Click on the Download button on the upper right. The file will be downloaded with the name payload.json in your computer. Move that to your Rstudio working directory.

Register your FaaSr workflow

Use the faasr() main function to load the payload.json configuration you just downloaded and the faasr_env credential file you created in a previous section:

faasr_example <- faasr(json_path="payload.json", env="faasr_env")

Now use register_workflow() to register your workflow with GitHub Actions. This automatically creates and configures a GitHub repository named FaaSr_single_function_action (see configuration step in previous section) on your behalf. You can select if this is a public or private repository when interactively prompted:

faasr_example$register_workflow()

Create S3 bucket

You can use minioclient, or another S3 client of your choice, to create the faasr bucket on Minio Play Server.

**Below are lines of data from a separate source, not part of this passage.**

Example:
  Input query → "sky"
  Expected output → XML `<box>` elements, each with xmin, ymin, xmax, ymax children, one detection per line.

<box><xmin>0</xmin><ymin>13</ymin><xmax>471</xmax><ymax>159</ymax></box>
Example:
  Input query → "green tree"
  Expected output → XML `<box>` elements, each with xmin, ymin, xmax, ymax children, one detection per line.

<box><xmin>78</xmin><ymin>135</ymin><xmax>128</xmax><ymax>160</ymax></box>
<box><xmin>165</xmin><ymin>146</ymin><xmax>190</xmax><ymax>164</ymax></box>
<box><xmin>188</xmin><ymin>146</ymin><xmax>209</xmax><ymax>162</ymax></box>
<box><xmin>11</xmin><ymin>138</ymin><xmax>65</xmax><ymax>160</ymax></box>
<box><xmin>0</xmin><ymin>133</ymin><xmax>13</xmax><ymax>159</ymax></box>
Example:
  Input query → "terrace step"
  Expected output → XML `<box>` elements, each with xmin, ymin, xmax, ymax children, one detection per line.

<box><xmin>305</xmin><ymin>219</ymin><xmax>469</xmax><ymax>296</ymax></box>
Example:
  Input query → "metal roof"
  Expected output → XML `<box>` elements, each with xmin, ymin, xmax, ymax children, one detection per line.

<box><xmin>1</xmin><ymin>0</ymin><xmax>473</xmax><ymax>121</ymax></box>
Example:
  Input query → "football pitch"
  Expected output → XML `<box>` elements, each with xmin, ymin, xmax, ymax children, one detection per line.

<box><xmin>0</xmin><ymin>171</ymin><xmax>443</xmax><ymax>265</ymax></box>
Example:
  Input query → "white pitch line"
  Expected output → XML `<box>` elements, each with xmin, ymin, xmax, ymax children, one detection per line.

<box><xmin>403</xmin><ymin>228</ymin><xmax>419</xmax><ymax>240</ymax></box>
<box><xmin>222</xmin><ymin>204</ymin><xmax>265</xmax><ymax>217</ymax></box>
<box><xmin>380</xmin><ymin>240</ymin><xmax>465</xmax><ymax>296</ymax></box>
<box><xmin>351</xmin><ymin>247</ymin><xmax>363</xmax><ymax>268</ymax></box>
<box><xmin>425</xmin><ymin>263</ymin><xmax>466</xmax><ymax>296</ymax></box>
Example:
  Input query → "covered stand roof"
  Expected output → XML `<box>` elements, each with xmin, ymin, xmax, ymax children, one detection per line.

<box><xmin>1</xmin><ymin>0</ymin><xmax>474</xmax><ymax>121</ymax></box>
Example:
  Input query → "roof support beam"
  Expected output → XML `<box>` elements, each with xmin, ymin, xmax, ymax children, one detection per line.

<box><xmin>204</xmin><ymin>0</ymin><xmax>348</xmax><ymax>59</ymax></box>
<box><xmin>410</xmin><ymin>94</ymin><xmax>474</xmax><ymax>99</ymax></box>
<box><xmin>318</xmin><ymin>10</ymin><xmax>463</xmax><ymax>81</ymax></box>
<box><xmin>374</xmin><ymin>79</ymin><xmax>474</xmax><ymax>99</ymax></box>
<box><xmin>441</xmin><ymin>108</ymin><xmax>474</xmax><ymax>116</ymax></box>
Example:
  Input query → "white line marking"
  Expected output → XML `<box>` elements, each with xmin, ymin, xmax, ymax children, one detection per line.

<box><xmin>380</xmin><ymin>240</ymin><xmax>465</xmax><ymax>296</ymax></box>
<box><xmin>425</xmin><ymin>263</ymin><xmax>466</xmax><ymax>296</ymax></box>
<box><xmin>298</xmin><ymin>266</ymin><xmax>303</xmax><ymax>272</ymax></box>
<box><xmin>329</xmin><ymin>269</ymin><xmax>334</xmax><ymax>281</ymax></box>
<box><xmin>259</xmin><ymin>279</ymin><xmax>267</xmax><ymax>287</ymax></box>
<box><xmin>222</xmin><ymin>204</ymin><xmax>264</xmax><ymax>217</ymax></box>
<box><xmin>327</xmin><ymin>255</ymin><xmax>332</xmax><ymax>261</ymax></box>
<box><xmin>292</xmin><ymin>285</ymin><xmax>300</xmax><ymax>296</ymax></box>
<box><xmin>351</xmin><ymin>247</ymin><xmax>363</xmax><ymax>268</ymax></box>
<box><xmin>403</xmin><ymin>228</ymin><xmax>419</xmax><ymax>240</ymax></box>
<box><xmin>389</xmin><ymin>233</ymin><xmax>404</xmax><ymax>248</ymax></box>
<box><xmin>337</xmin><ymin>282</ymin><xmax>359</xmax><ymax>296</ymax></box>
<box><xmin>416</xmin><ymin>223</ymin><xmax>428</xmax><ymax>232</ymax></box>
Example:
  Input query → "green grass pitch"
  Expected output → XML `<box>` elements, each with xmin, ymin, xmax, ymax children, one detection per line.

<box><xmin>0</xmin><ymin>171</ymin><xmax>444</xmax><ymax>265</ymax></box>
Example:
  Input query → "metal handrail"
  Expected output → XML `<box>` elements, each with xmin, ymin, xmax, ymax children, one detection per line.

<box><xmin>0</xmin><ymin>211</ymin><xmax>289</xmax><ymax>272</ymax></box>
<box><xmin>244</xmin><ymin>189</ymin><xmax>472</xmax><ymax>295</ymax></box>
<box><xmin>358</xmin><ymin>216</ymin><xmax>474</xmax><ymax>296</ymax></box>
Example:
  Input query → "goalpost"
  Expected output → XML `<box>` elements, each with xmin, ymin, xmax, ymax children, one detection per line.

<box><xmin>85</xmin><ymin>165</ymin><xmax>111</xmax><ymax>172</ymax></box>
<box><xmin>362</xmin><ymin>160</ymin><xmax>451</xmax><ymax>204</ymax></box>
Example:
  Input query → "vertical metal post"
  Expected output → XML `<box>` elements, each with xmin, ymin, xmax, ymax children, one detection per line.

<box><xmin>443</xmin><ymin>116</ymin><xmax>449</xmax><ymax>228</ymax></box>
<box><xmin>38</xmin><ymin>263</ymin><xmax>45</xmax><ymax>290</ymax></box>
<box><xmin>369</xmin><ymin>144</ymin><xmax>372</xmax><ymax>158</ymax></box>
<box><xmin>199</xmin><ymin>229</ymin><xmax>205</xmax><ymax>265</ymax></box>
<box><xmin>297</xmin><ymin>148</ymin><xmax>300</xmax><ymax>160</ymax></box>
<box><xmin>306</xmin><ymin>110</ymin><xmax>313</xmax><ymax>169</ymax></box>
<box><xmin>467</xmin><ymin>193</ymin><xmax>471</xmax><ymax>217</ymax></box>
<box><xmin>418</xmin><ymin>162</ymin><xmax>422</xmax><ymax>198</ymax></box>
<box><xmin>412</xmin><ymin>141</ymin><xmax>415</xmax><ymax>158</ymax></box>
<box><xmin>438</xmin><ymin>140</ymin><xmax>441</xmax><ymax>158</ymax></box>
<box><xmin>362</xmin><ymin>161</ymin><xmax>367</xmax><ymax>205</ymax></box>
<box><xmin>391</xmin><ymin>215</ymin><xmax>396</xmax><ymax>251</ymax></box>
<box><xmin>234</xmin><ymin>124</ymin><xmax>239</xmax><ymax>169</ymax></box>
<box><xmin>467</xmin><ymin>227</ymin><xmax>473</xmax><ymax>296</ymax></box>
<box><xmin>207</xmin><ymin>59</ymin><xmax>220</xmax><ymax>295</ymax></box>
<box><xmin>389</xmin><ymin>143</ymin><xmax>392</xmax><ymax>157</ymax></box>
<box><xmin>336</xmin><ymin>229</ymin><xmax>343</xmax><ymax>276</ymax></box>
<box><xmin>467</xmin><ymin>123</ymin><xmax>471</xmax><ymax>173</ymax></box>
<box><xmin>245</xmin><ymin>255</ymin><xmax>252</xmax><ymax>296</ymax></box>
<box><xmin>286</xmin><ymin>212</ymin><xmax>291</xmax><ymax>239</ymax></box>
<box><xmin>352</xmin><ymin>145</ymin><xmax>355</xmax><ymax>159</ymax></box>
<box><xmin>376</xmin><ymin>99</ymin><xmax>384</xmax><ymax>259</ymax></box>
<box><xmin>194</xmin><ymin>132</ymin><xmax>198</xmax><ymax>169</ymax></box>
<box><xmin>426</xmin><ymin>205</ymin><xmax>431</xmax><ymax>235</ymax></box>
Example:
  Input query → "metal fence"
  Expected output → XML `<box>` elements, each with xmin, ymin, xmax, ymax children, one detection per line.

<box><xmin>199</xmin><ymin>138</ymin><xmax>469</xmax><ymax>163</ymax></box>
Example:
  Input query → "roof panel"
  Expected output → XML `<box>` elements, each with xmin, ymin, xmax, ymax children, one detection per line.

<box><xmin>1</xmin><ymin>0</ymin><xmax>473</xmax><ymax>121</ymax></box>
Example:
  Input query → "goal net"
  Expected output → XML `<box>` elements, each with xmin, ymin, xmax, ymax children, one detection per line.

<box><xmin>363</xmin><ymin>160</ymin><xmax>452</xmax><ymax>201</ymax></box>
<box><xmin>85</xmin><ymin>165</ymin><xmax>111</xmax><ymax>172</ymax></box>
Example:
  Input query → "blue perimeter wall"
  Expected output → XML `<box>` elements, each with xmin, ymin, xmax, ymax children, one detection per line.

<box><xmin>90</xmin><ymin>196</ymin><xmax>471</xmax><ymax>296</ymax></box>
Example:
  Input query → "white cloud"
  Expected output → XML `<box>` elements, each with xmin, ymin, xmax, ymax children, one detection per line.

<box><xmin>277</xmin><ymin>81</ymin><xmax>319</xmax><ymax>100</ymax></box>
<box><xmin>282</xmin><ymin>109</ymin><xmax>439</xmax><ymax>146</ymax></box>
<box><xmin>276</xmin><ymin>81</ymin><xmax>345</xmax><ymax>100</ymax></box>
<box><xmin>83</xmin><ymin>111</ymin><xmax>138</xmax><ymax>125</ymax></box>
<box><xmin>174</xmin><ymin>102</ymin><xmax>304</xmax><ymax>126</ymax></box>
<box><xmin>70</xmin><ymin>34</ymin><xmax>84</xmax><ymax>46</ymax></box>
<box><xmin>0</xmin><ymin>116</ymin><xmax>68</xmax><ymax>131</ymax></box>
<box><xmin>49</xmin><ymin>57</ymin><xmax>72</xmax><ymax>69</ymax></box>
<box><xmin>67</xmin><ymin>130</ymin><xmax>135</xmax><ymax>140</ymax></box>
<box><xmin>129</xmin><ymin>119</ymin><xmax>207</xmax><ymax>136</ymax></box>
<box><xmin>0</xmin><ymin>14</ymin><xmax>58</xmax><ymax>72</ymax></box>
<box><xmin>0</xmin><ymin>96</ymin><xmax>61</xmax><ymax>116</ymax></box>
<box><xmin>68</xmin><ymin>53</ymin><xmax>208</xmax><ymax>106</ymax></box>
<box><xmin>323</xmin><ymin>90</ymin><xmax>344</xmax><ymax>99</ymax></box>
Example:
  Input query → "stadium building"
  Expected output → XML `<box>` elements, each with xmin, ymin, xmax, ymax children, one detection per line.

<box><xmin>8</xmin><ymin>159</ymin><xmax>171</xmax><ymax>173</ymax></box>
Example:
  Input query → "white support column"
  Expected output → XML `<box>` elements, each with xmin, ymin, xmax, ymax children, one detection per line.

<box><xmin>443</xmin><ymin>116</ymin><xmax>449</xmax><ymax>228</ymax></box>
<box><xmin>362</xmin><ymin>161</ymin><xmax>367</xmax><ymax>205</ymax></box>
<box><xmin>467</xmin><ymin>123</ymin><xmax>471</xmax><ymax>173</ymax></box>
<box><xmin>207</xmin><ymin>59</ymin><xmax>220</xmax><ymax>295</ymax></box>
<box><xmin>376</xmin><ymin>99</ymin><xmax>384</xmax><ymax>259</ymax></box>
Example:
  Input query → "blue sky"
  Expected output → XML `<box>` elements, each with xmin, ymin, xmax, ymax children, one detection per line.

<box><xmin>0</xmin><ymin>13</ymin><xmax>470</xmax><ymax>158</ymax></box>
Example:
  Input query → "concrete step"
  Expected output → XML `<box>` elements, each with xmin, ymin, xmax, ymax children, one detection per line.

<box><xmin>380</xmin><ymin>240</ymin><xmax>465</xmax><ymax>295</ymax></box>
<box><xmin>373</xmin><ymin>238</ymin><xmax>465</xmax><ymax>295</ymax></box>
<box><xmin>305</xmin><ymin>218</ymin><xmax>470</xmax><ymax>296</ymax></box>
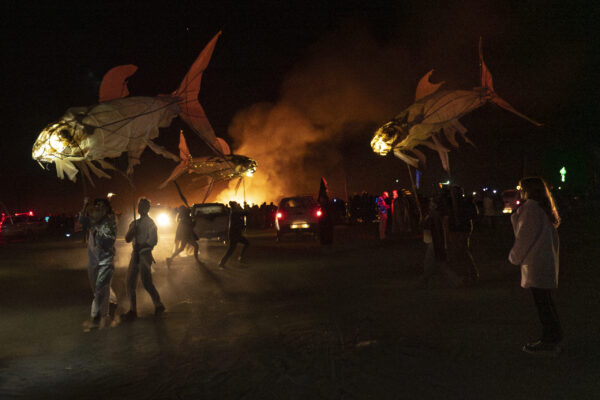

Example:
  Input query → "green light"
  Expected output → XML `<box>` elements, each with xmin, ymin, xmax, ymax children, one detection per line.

<box><xmin>559</xmin><ymin>166</ymin><xmax>566</xmax><ymax>183</ymax></box>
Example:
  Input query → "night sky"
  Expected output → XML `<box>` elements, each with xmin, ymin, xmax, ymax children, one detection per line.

<box><xmin>1</xmin><ymin>0</ymin><xmax>598</xmax><ymax>214</ymax></box>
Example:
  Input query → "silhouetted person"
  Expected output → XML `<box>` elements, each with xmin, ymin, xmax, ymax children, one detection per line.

<box><xmin>122</xmin><ymin>198</ymin><xmax>165</xmax><ymax>321</ymax></box>
<box><xmin>218</xmin><ymin>201</ymin><xmax>249</xmax><ymax>268</ymax></box>
<box><xmin>166</xmin><ymin>205</ymin><xmax>200</xmax><ymax>268</ymax></box>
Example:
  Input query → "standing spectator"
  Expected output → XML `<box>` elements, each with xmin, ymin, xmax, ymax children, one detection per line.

<box><xmin>445</xmin><ymin>186</ymin><xmax>479</xmax><ymax>283</ymax></box>
<box><xmin>122</xmin><ymin>198</ymin><xmax>165</xmax><ymax>321</ymax></box>
<box><xmin>79</xmin><ymin>197</ymin><xmax>118</xmax><ymax>330</ymax></box>
<box><xmin>509</xmin><ymin>177</ymin><xmax>562</xmax><ymax>355</ymax></box>
<box><xmin>418</xmin><ymin>197</ymin><xmax>463</xmax><ymax>288</ymax></box>
<box><xmin>376</xmin><ymin>191</ymin><xmax>391</xmax><ymax>240</ymax></box>
<box><xmin>218</xmin><ymin>201</ymin><xmax>250</xmax><ymax>268</ymax></box>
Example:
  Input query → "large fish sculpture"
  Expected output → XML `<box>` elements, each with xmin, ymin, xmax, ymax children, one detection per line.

<box><xmin>32</xmin><ymin>32</ymin><xmax>227</xmax><ymax>182</ymax></box>
<box><xmin>159</xmin><ymin>132</ymin><xmax>257</xmax><ymax>189</ymax></box>
<box><xmin>371</xmin><ymin>39</ymin><xmax>542</xmax><ymax>170</ymax></box>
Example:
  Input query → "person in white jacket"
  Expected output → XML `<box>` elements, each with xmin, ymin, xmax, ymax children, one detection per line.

<box><xmin>509</xmin><ymin>177</ymin><xmax>562</xmax><ymax>355</ymax></box>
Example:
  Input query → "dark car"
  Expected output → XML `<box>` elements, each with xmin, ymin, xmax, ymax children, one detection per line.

<box><xmin>275</xmin><ymin>196</ymin><xmax>322</xmax><ymax>241</ymax></box>
<box><xmin>192</xmin><ymin>203</ymin><xmax>230</xmax><ymax>241</ymax></box>
<box><xmin>0</xmin><ymin>212</ymin><xmax>48</xmax><ymax>239</ymax></box>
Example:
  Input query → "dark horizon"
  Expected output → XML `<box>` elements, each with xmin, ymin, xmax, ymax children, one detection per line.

<box><xmin>2</xmin><ymin>1</ymin><xmax>598</xmax><ymax>214</ymax></box>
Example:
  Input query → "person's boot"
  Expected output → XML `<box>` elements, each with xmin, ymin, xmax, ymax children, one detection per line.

<box><xmin>121</xmin><ymin>310</ymin><xmax>137</xmax><ymax>322</ymax></box>
<box><xmin>155</xmin><ymin>304</ymin><xmax>166</xmax><ymax>316</ymax></box>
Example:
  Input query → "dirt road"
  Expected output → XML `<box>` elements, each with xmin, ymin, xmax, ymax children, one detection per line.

<box><xmin>1</xmin><ymin>218</ymin><xmax>599</xmax><ymax>399</ymax></box>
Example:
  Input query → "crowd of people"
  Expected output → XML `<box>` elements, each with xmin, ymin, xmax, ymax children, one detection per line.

<box><xmin>74</xmin><ymin>174</ymin><xmax>563</xmax><ymax>356</ymax></box>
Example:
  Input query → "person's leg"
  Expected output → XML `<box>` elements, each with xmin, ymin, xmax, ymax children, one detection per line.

<box><xmin>531</xmin><ymin>288</ymin><xmax>563</xmax><ymax>344</ymax></box>
<box><xmin>95</xmin><ymin>263</ymin><xmax>114</xmax><ymax>322</ymax></box>
<box><xmin>189</xmin><ymin>239</ymin><xmax>203</xmax><ymax>265</ymax></box>
<box><xmin>238</xmin><ymin>236</ymin><xmax>249</xmax><ymax>261</ymax></box>
<box><xmin>88</xmin><ymin>263</ymin><xmax>100</xmax><ymax>320</ymax></box>
<box><xmin>219</xmin><ymin>239</ymin><xmax>237</xmax><ymax>267</ymax></box>
<box><xmin>125</xmin><ymin>252</ymin><xmax>139</xmax><ymax>314</ymax></box>
<box><xmin>139</xmin><ymin>252</ymin><xmax>163</xmax><ymax>308</ymax></box>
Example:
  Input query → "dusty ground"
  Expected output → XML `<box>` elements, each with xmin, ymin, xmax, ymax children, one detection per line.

<box><xmin>0</xmin><ymin>214</ymin><xmax>599</xmax><ymax>399</ymax></box>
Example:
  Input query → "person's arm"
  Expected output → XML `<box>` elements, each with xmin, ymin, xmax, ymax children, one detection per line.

<box><xmin>508</xmin><ymin>205</ymin><xmax>542</xmax><ymax>265</ymax></box>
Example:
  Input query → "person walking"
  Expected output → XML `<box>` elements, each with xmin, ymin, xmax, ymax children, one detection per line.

<box><xmin>122</xmin><ymin>198</ymin><xmax>165</xmax><ymax>321</ymax></box>
<box><xmin>166</xmin><ymin>205</ymin><xmax>201</xmax><ymax>268</ymax></box>
<box><xmin>509</xmin><ymin>177</ymin><xmax>562</xmax><ymax>355</ymax></box>
<box><xmin>79</xmin><ymin>197</ymin><xmax>118</xmax><ymax>330</ymax></box>
<box><xmin>218</xmin><ymin>201</ymin><xmax>249</xmax><ymax>268</ymax></box>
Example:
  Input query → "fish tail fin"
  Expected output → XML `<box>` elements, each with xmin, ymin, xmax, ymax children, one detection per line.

<box><xmin>479</xmin><ymin>37</ymin><xmax>543</xmax><ymax>126</ymax></box>
<box><xmin>174</xmin><ymin>31</ymin><xmax>221</xmax><ymax>142</ymax></box>
<box><xmin>158</xmin><ymin>132</ymin><xmax>191</xmax><ymax>189</ymax></box>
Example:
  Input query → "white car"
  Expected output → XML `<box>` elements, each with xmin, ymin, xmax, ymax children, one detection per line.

<box><xmin>275</xmin><ymin>196</ymin><xmax>322</xmax><ymax>241</ymax></box>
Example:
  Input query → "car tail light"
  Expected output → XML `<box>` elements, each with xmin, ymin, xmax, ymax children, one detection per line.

<box><xmin>276</xmin><ymin>212</ymin><xmax>283</xmax><ymax>220</ymax></box>
<box><xmin>316</xmin><ymin>209</ymin><xmax>322</xmax><ymax>217</ymax></box>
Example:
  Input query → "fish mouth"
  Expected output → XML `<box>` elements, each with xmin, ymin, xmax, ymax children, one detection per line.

<box><xmin>32</xmin><ymin>121</ymin><xmax>84</xmax><ymax>162</ymax></box>
<box><xmin>371</xmin><ymin>124</ymin><xmax>398</xmax><ymax>156</ymax></box>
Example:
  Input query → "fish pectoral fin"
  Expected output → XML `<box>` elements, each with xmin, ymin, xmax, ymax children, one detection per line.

<box><xmin>158</xmin><ymin>161</ymin><xmax>188</xmax><ymax>189</ymax></box>
<box><xmin>146</xmin><ymin>139</ymin><xmax>180</xmax><ymax>162</ymax></box>
<box><xmin>392</xmin><ymin>149</ymin><xmax>419</xmax><ymax>167</ymax></box>
<box><xmin>55</xmin><ymin>159</ymin><xmax>79</xmax><ymax>182</ymax></box>
<box><xmin>75</xmin><ymin>161</ymin><xmax>96</xmax><ymax>187</ymax></box>
<box><xmin>87</xmin><ymin>161</ymin><xmax>112</xmax><ymax>179</ymax></box>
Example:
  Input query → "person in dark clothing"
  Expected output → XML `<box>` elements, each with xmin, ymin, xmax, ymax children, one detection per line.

<box><xmin>444</xmin><ymin>185</ymin><xmax>479</xmax><ymax>283</ymax></box>
<box><xmin>418</xmin><ymin>197</ymin><xmax>463</xmax><ymax>288</ymax></box>
<box><xmin>166</xmin><ymin>205</ymin><xmax>200</xmax><ymax>268</ymax></box>
<box><xmin>218</xmin><ymin>201</ymin><xmax>249</xmax><ymax>268</ymax></box>
<box><xmin>317</xmin><ymin>177</ymin><xmax>334</xmax><ymax>245</ymax></box>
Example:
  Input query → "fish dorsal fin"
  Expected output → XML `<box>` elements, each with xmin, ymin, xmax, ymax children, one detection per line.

<box><xmin>99</xmin><ymin>64</ymin><xmax>138</xmax><ymax>102</ymax></box>
<box><xmin>415</xmin><ymin>70</ymin><xmax>445</xmax><ymax>101</ymax></box>
<box><xmin>216</xmin><ymin>137</ymin><xmax>231</xmax><ymax>155</ymax></box>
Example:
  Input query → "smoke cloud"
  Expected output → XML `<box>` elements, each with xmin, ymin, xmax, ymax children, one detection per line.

<box><xmin>215</xmin><ymin>23</ymin><xmax>417</xmax><ymax>204</ymax></box>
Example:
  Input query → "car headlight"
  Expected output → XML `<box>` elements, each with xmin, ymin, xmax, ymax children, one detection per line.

<box><xmin>156</xmin><ymin>212</ymin><xmax>172</xmax><ymax>227</ymax></box>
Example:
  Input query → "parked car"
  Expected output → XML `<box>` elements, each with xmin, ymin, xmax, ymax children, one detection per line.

<box><xmin>502</xmin><ymin>189</ymin><xmax>521</xmax><ymax>214</ymax></box>
<box><xmin>0</xmin><ymin>212</ymin><xmax>48</xmax><ymax>239</ymax></box>
<box><xmin>275</xmin><ymin>196</ymin><xmax>322</xmax><ymax>241</ymax></box>
<box><xmin>192</xmin><ymin>203</ymin><xmax>230</xmax><ymax>241</ymax></box>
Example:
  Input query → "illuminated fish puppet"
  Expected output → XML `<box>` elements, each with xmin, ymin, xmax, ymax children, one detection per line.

<box><xmin>370</xmin><ymin>39</ymin><xmax>542</xmax><ymax>171</ymax></box>
<box><xmin>158</xmin><ymin>132</ymin><xmax>257</xmax><ymax>189</ymax></box>
<box><xmin>32</xmin><ymin>32</ymin><xmax>225</xmax><ymax>182</ymax></box>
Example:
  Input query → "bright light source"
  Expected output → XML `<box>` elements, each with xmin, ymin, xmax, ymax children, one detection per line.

<box><xmin>156</xmin><ymin>212</ymin><xmax>171</xmax><ymax>227</ymax></box>
<box><xmin>492</xmin><ymin>190</ymin><xmax>497</xmax><ymax>194</ymax></box>
<box><xmin>560</xmin><ymin>166</ymin><xmax>566</xmax><ymax>183</ymax></box>
<box><xmin>28</xmin><ymin>211</ymin><xmax>34</xmax><ymax>216</ymax></box>
<box><xmin>107</xmin><ymin>192</ymin><xmax>116</xmax><ymax>198</ymax></box>
<box><xmin>65</xmin><ymin>233</ymin><xmax>71</xmax><ymax>237</ymax></box>
<box><xmin>316</xmin><ymin>210</ymin><xmax>322</xmax><ymax>217</ymax></box>
<box><xmin>276</xmin><ymin>212</ymin><xmax>282</xmax><ymax>219</ymax></box>
<box><xmin>246</xmin><ymin>170</ymin><xmax>254</xmax><ymax>177</ymax></box>
<box><xmin>472</xmin><ymin>192</ymin><xmax>477</xmax><ymax>196</ymax></box>
<box><xmin>516</xmin><ymin>200</ymin><xmax>520</xmax><ymax>205</ymax></box>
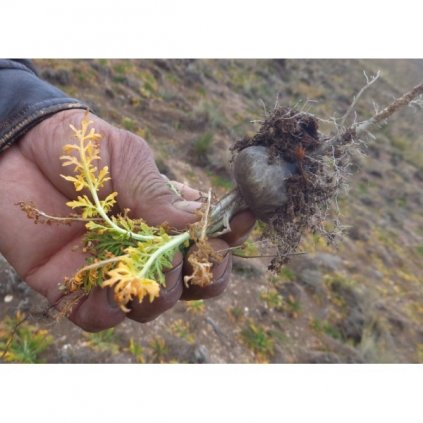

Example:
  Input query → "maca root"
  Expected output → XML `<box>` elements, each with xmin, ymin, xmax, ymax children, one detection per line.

<box><xmin>230</xmin><ymin>81</ymin><xmax>423</xmax><ymax>271</ymax></box>
<box><xmin>232</xmin><ymin>107</ymin><xmax>339</xmax><ymax>271</ymax></box>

With minioclient, the command to create a bucket is mc_mb():

mc_mb("play/faasr/")

Run your FaaSr workflow

Now use invoke_workflow() function to invoke (i.e. run) your workflow with GitHub Actions.:

faasr_example$invoke_workflow()

Check your outputs

Once the GitHub Action finishes, you should see two files named sample1.csv and sample2.csv in the faasr bucket in Minio Play, under the myexample folder configured in a previous section:

mc_ls("play/faasr/myexample")